OK: 28 MiB in 56 packages
/ # curl https://docker-registry.scubbo.org:8843/v2/_catalog
curl: (60) SSL certificate problem: unable to get local issuer certificate
More details here: https://curl.se/docs/sslcerts.html
curl failed to verify the legitimacy of the server and therefore could not
establish a secure connection to it.
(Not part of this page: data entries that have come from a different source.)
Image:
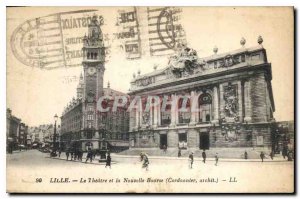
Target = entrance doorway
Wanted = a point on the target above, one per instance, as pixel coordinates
(204, 140)
(163, 141)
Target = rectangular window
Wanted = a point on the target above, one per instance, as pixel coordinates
(205, 113)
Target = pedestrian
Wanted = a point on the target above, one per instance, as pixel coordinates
(89, 155)
(80, 155)
(145, 162)
(246, 155)
(165, 148)
(67, 154)
(262, 156)
(204, 156)
(290, 155)
(141, 156)
(191, 160)
(179, 152)
(59, 152)
(217, 159)
(272, 154)
(108, 161)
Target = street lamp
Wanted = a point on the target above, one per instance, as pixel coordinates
(54, 135)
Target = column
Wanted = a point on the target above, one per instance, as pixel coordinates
(247, 97)
(222, 102)
(140, 113)
(194, 107)
(173, 111)
(159, 114)
(136, 118)
(240, 101)
(155, 115)
(216, 104)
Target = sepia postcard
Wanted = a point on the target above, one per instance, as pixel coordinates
(150, 100)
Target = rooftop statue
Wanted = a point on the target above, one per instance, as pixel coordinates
(185, 61)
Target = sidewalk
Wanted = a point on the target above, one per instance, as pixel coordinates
(95, 161)
(275, 159)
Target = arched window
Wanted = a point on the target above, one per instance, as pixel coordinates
(184, 110)
(165, 114)
(205, 102)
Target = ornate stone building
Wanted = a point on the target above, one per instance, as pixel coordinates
(234, 100)
(81, 124)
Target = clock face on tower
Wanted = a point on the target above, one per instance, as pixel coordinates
(91, 70)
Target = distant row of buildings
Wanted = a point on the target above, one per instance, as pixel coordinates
(82, 126)
(20, 136)
(235, 102)
(43, 134)
(16, 132)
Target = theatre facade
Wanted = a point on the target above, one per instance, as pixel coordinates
(234, 101)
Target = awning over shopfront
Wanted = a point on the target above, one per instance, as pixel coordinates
(118, 143)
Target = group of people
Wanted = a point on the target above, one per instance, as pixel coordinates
(90, 156)
(75, 155)
(191, 158)
(271, 155)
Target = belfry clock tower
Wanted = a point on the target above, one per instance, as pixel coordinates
(93, 67)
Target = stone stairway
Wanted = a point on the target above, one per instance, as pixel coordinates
(228, 153)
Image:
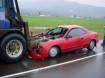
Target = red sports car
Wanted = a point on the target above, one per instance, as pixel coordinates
(64, 39)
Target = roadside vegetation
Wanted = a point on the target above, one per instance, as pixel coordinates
(89, 23)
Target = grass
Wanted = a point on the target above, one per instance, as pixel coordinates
(91, 24)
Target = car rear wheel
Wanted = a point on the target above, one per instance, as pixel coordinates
(54, 51)
(13, 48)
(91, 45)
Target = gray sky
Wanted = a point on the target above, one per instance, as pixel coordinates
(90, 2)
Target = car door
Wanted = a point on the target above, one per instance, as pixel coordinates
(73, 40)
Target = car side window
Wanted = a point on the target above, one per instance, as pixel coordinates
(76, 32)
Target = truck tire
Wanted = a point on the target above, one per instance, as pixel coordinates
(13, 48)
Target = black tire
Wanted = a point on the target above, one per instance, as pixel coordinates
(54, 51)
(91, 45)
(13, 48)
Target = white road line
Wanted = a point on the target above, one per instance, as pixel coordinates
(47, 67)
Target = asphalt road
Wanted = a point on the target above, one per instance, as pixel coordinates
(77, 64)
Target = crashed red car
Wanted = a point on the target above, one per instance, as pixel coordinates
(64, 39)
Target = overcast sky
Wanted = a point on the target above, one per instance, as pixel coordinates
(90, 2)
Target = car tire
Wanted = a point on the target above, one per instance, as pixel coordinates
(54, 51)
(13, 48)
(91, 45)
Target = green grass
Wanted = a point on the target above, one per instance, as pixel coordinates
(91, 24)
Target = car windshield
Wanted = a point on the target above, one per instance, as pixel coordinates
(57, 31)
(0, 3)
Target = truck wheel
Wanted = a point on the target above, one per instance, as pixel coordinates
(13, 48)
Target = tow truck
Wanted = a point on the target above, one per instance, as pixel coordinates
(15, 40)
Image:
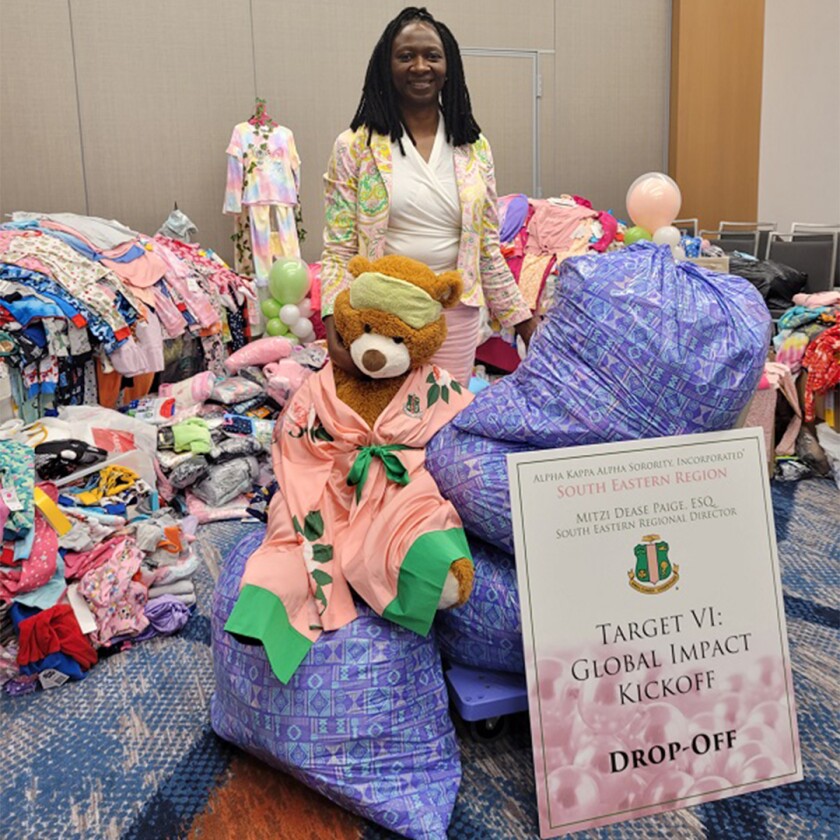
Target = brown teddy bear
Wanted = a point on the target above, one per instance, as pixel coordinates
(358, 511)
(373, 320)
To learn more about this situation and
how to fix it, please visit the web page mentioned above.
/ # curl https://docker-registry.scubbo.org:8843/v2/_catalog --cacert /custom-certs/live/docker-registry.scubbo.org/fullchain.pem
{"repositories":[...]}
/ # cat /custom-certs/live/docker-registry.scubbo.org/fullchain.pem >> /etc/ssl/certs/ca-certificates.crt
/ # curl https://docker-registry.scubbo.org:8843/v2/_catalog
{"repositories":[...]}
Here's my .drone.yml, for a Runner instantiated with --env=DRONE_RUNNER_VOLUMES=/var/run/docker.sock:/var/run/docker.sock,<path_to_directory_containing_pems>:/custom-certs:
kind: pipeline
name: hello-world
type: docker
platform:
os: linux
arch: arm64
steps:
- name: copy-cert-into-place
image: busybox
volumes:
- name: docker-cert-persistence
path: /etc/docker/certs.d/
commands:
# https://stackoverflow.com/a/56410355/1040915
# Note that we need to mount the whole `custom-certs` directory into the workflow and then copy the file to `/etc/...`,
# rather than mounting the file directly into `/etc/...`, because the original file is a symlink and it's not possible (AFAIK)
# to instruct Docker to "mount the eventual-target-of this symlink into <location>"
- mkdir -p /etc/docker/certs.d/docker-registry.scubbo.org:8843
- cp -L /custom-certs/live/docker-registry.scubbo.org/fullchain.pem /etc/docker/certs.d/docker-registry.scubbo.org:8843/ca.crt
- name: check-cert-persists-between-stages
image: alpine
volumes:
- name: docker-cert-persistence
path: /etc/docker/certs.d/
commands:
- apk add curl
# The command below would fail if the cert was unavailable or invalid
- curl https://docker-registry.scubbo.org:8843/v2/_catalog --cacert /etc/docker/certs.d/docker-registry.scubbo.org:8843/ca.crt
- name: build-image
# ...contents irrelevant to this question...
- name: push-built-image
image: plugins/docker
volumes:
- name: docker-cert-persistence
path: /etc/docker/certs.d/
settings:
repo: docker-registry.scubbo.org:8843/scubbo/blog_nginx
tags: built_in_ci
debug: true
launch_debug: true
volumes:
- name: docker-cert-persistence
temp: {}
giving these logs from push-built-image step - ending in...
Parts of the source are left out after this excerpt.